Activation Function: Top 9 Most Popular Explained & When To Use Them

by | Jun 16, 2023 | Machine Learning

What is an activation function?

In artificial neural networks, an activation function is a mathematical function that introduces non-linearity to the output of a neuron or a neural network layer. It determines whether a neuron should be activated (fire) based on its inputs’ weighted sum.

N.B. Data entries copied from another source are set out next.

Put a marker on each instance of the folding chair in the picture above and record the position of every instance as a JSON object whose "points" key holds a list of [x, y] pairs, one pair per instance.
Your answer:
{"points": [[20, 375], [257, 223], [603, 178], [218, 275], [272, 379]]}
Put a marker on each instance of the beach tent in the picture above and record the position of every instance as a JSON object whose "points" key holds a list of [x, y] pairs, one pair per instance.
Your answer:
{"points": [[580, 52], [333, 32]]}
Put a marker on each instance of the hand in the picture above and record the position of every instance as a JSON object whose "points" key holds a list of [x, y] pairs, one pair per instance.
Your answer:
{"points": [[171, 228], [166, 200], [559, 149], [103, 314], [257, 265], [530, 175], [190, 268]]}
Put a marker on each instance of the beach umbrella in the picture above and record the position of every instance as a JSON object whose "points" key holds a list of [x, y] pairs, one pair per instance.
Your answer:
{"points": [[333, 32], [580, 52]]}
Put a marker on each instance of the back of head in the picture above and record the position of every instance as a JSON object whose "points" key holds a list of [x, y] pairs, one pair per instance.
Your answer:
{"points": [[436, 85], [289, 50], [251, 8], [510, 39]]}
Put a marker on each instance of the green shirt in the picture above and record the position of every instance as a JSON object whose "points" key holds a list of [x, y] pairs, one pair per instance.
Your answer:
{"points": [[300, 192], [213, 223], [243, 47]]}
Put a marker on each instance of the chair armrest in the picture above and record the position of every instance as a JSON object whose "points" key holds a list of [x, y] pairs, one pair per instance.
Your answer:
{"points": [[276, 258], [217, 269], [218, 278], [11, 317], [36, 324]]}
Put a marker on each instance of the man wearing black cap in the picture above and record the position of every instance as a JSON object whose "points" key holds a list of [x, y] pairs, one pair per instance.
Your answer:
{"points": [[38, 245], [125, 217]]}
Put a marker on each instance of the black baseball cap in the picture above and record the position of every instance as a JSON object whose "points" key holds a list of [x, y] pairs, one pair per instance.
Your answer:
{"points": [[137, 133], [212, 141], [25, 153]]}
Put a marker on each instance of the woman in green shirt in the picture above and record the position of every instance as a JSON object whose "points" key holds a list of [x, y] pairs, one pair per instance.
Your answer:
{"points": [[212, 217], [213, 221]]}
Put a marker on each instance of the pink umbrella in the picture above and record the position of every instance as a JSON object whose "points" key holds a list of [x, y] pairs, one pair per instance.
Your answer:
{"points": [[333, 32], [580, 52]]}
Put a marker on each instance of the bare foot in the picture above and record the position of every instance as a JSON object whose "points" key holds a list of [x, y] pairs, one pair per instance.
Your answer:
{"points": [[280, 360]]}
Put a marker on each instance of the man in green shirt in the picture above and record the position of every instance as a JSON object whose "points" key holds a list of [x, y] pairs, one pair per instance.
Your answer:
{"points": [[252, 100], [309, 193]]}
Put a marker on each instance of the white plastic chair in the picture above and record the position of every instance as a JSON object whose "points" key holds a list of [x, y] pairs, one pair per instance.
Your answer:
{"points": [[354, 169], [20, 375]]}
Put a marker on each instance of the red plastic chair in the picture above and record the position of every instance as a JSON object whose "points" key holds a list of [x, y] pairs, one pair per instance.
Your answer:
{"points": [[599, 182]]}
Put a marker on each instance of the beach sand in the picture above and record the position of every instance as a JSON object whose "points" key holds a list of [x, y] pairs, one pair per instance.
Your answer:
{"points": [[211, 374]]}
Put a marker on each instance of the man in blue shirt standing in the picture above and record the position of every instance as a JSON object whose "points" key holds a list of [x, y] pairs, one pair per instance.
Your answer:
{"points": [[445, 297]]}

The activation function takes the sum of the weighted inputs and applies a transformation to produce the output. This output is then passed to the next layer or used as the network’s final output. The activation function is a crucial neural network component, allowing it to learn complex patterns and make non-linear decisions.

an activation function is a mathematical function that introduces non-linearity to the output of a neuron or a neural network layer

An activation function is a mathematical function that introduces non-linearity to the output of a neuron or a neural network layer.

Top 9 types of activation function in neural network

1. Sigmoid function

The sigmoid function is a commonly used activation function in neural networks. A smooth, S-shaped curve maps the input to a value between 0 and 1, making it useful for binary classification problems or when we want to represent probabilities.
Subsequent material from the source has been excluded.